Nick Cave & The Bad Seeds + Emilie Zoé
Auditorium Stravinski – Montreux
Samstag, 2. Juli 2022
Text: Michael Bohli
Viel ist passiert, seit Nick Cave & The Bad Seeds das letzte Mal in Montreux live zu sehen waren. Schöne Dinge, Tragödie, globale Krisen. Dass diese Ereignisse seit 2018 nicht spurlos an uns allen vorübergegangen sind, liegt auf der eventuell roten Hand. Dass der legendäre Musiker das Auditorium Stravinski allerdings mit einer extremen Wucht und fast spürbar aggressiven Stimmung entern würde, hatte wohl niemand erwartet.
«Get Ready for Love» war die Eröffnung, brachial und laut, Nick wurde mit diesem Lied seinem Ruf als Messias schon fast zu gerecht. Die Leute jubelten, die grosse Band spielte sich laut polternd durch das Stück, keine Zeit für Luft blieb mit «There She Goes, My Beautiful World». Nick Cave & The Bad Seeds liessen das Montreux Jazz Festival beben, mit dem sehr früh in der Setlist platzierten «Jubilee Street» begann der Meister seine Spielereien mit Wortwiederholungen und lang ausgedehnten Zwischenteilen. Warren Ellis und die Bad Seeds waren seiner Laune ausgeliefert, die vordersten Reihen noch mehr. Herr Cave lehnte sich in die Zuschauer:innen, griff nach Händen und konterte Jubelrufe mit kalter Schulter oder sarkastischen Kommentaren.

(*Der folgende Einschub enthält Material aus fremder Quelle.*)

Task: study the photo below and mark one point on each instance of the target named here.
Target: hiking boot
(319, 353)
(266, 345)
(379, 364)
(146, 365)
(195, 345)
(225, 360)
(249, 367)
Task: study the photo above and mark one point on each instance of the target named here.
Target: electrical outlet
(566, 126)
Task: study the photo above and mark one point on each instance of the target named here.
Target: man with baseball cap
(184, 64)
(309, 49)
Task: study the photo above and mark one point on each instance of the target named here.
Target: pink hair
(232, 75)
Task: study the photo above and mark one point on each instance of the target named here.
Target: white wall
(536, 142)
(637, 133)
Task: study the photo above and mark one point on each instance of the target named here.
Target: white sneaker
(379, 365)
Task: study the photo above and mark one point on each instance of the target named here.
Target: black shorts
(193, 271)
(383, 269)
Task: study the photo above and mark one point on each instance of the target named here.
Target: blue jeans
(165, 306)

Die Hitze im Auditorium stieg an, der Platz wurde gefühlt mit jedem Lied weniger. Was hier präsentiert wurde, war ein Ringen um die Seele, im Kollektiv, in gegenseitiger Verstärkung. Wut, Verzweiflung, Trauer und Katharsis – Nick Cave & The Bad Seeds liessen alte Stücke wie «The Ship Song» und «Tupelo» auf die aktuellen Scheiben «Carnage» und «Ghosteen» prallen. Wie ein Gewitter entluden sich die Gitarren-, Geigen- und Keyboardklänge. Und immer wieder flog das Mikrofon durch die Luft, das Piano wurde ungeduldig bespielt. Nicht nur «Higgs Boson Blues» dauerte lange, das Konzert selbst wurde zu einer eigenen Zeitrechnung.
Dass in all dieser Hitze doch eine Läuterung passierte, war der Genialität von Nick Cave & The Bad Seeds zu verdanken. Stücke wie «White Elephant» oder «O Children» ordneten die Welt neu, dazwischen gab es Erschütterungen und Kontakt. Es blieb ein Abend der gemischten Gefühle, der klanglichen Krönung und der geschüttelten Herzen.

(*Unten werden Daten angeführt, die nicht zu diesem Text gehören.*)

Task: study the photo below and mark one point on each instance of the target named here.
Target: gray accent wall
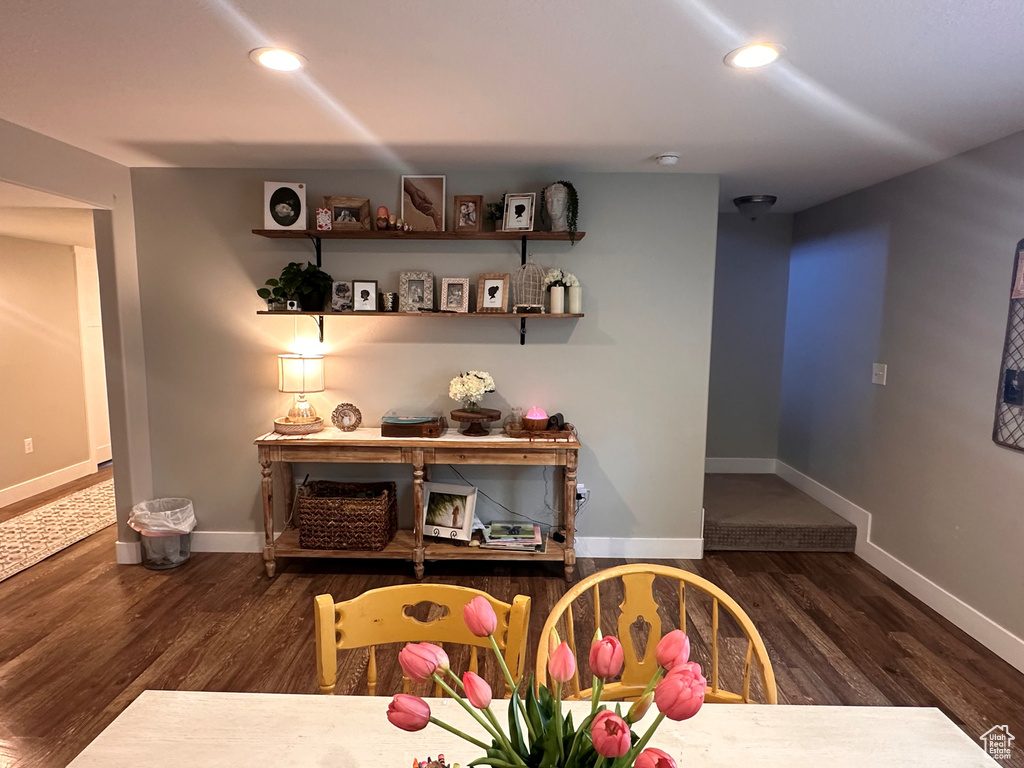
(632, 375)
(752, 278)
(914, 272)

Nicht weniger eindrücklich startete der Samstagabend mit Emilie Zoé. Die Musikerin hat sich innert weniger Jahren einen grossen Ruf erarbeitet, den sie mit einem wuchtigen und mitreissenden Set in Montreux bestätigte. Es war gross und laut, was die Künstlerin mit dem begleitenden Schlagzeuger ablieferte – und klang nicht selten nach einer viel grösseren Besetzung. Die Ehrung, an diesem Festival auftreten zu dürfen, brachte nichts durcheinander, sondern viel Energie.
Das Album «Hello Future Me» wurde zelebriert, mit Botschaften von vergangenen Konzerten und vorzüglichen Darbietungen. Emilie Zoé machte an dem Samstag alles richtig und konnte das gesamte Publikum bekehren.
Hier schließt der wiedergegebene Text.